Selain Fadia, tim KPK juga mengamankan dua orang lainnya yang disebut sebagai ajudan dan orang kepercayaan sang bupati. Ketiganya langsung dibawa ke Jakarta untuk menjalani pemeriksaan intensif di Gedung Merah Putih KPK.
Juru Bicara KPK, Budi Prasetyo, membenarkan adanya penindakan tersebut. Ia menyampaikan bahwa para pihak yang diamankan telah tiba di Gedung KPK sekitar pukul 10.22 WIB.
“Para pihak diamankan di wilayah Semarang dan pada pagi hari langsung dibawa ke Jakarta untuk pemeriksaan lebih lanjut,” ujarnya kepada wartawan.
Budi menjelaskan, OTT tersebut diduga berkaitan dengan proses pengadaan barang dan jasa di lingkungan Pemerintah Kabupaten Pekalongan. Namun, ia belum merinci lebih jauh terkait nilai proyek maupun konstruksi perkara yang sedang didalami.

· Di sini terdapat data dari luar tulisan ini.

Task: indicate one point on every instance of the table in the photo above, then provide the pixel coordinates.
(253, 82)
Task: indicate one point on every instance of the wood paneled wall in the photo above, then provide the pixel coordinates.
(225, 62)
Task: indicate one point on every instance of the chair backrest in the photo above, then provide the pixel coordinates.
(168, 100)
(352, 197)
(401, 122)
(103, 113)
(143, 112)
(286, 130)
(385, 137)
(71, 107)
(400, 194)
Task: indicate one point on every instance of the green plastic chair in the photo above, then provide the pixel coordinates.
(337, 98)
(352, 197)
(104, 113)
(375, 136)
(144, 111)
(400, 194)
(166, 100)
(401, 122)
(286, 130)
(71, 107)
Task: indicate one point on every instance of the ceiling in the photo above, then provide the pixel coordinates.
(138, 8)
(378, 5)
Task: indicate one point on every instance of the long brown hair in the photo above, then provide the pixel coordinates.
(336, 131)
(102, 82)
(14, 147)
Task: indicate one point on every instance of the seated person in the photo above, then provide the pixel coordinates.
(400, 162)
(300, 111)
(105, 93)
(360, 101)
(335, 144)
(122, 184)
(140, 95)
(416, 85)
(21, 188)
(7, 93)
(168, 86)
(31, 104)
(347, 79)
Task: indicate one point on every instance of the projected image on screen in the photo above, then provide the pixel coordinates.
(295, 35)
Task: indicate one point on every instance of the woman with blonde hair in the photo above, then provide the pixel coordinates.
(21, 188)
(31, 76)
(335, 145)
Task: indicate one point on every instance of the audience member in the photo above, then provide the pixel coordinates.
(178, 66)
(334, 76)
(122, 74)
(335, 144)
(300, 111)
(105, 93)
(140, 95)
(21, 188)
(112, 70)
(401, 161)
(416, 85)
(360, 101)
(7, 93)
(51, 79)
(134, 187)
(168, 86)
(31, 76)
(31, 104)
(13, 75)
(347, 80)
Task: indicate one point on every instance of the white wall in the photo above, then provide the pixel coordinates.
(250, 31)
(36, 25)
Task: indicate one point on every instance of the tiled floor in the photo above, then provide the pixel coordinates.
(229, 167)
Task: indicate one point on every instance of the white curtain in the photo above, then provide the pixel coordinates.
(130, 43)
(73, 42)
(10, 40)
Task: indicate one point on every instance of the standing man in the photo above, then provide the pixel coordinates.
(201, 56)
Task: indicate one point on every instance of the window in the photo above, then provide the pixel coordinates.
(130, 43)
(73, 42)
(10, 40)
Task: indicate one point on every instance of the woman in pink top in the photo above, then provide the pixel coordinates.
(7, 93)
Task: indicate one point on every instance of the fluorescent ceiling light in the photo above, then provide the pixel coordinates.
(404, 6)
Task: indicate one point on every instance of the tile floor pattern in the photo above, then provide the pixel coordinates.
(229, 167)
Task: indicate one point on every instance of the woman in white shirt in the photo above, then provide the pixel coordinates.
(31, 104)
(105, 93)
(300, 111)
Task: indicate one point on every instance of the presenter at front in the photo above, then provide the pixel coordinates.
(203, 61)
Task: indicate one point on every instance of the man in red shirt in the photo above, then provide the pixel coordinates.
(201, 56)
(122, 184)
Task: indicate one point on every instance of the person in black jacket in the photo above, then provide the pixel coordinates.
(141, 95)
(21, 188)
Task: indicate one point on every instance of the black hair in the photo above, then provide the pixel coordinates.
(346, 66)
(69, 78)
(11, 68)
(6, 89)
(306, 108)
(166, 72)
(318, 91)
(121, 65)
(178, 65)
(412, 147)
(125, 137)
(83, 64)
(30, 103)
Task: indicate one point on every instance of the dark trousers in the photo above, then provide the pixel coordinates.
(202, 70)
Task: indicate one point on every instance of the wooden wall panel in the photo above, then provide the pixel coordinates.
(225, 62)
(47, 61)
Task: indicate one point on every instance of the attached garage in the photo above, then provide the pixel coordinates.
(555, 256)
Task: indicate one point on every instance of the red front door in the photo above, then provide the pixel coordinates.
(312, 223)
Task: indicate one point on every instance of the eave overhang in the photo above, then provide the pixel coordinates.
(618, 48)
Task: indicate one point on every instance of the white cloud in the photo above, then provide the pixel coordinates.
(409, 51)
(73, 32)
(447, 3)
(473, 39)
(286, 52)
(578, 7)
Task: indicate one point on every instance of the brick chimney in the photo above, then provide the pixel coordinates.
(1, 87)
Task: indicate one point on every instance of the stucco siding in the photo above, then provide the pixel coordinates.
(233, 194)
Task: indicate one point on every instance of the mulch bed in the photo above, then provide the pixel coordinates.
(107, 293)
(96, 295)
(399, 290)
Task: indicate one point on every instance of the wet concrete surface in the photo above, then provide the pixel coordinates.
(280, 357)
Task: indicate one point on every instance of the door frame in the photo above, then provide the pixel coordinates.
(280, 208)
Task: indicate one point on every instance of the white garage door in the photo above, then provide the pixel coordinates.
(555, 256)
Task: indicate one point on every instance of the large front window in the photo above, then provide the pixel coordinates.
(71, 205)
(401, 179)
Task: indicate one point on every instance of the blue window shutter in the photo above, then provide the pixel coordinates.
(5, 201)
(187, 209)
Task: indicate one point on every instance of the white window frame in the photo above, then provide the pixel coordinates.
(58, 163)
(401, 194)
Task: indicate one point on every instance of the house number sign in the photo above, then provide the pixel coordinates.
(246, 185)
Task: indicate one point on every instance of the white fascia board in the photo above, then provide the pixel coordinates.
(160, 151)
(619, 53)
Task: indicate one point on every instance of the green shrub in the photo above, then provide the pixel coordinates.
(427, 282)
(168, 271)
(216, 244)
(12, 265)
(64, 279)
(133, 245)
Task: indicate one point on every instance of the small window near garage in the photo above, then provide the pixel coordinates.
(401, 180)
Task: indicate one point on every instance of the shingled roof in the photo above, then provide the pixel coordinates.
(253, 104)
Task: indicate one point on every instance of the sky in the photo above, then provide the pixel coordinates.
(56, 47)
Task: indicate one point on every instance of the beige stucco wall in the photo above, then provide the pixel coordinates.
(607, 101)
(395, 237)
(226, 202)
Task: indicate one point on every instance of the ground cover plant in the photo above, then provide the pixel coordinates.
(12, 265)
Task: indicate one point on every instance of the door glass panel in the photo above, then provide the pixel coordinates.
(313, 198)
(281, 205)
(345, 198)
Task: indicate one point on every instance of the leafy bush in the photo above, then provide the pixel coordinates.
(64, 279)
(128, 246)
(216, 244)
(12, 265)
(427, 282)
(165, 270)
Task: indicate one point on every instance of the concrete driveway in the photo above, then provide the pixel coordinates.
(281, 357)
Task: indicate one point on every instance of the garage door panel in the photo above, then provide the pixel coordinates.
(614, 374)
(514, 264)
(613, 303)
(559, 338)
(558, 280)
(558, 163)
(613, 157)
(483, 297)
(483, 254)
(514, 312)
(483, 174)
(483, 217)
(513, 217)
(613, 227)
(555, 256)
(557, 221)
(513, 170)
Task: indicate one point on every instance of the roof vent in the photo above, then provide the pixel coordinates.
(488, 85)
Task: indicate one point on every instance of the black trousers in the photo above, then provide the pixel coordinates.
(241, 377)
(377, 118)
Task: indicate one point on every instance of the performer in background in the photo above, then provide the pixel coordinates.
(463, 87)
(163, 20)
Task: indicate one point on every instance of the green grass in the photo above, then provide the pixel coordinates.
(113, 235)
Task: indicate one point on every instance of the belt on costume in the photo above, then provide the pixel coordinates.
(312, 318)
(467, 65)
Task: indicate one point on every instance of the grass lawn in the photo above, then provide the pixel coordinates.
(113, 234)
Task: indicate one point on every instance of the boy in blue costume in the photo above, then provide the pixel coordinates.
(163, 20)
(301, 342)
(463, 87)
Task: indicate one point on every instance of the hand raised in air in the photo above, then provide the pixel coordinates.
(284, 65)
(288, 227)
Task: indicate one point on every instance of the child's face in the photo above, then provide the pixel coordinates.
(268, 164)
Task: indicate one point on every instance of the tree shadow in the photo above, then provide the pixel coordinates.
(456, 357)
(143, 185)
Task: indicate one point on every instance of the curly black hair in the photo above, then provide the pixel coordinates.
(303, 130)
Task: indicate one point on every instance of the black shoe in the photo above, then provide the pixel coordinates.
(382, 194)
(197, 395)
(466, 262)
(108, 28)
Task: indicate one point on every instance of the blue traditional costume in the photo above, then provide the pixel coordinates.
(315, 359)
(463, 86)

Saat ini, penyidik masih melakukan pemeriksaan dan pendalaman terhadap sejumlah pihak lain yang diduga memiliki keterkaitan dengan kasus tersebut. KPK juga mengimbau agar pihak-pihak yang dipanggil bersikap kooperatif guna memperlancar proses hukum.
Sesuai prosedur, KPK memiliki waktu 1×24 jam untuk menentukan status hukum para pihak yang terjaring OTT. Publik pun menanti kepastian apakah Fadia akan ditetapkan sebagai tersangka dalam perkara ini.
Penangkapan kepala daerah ini kembali menjadi sorotan, mengingat sektor pengadaan barang dan jasa kerap menjadi titik rawan praktik korupsi di tingkat pemerintahan daerah.
Hingga berita ini ditayangkan, pemeriksaan terhadap Fadia Arafiq dan dua orang lainnya masih berlangsung di Gedung Merah Putih KPK, Jakarta.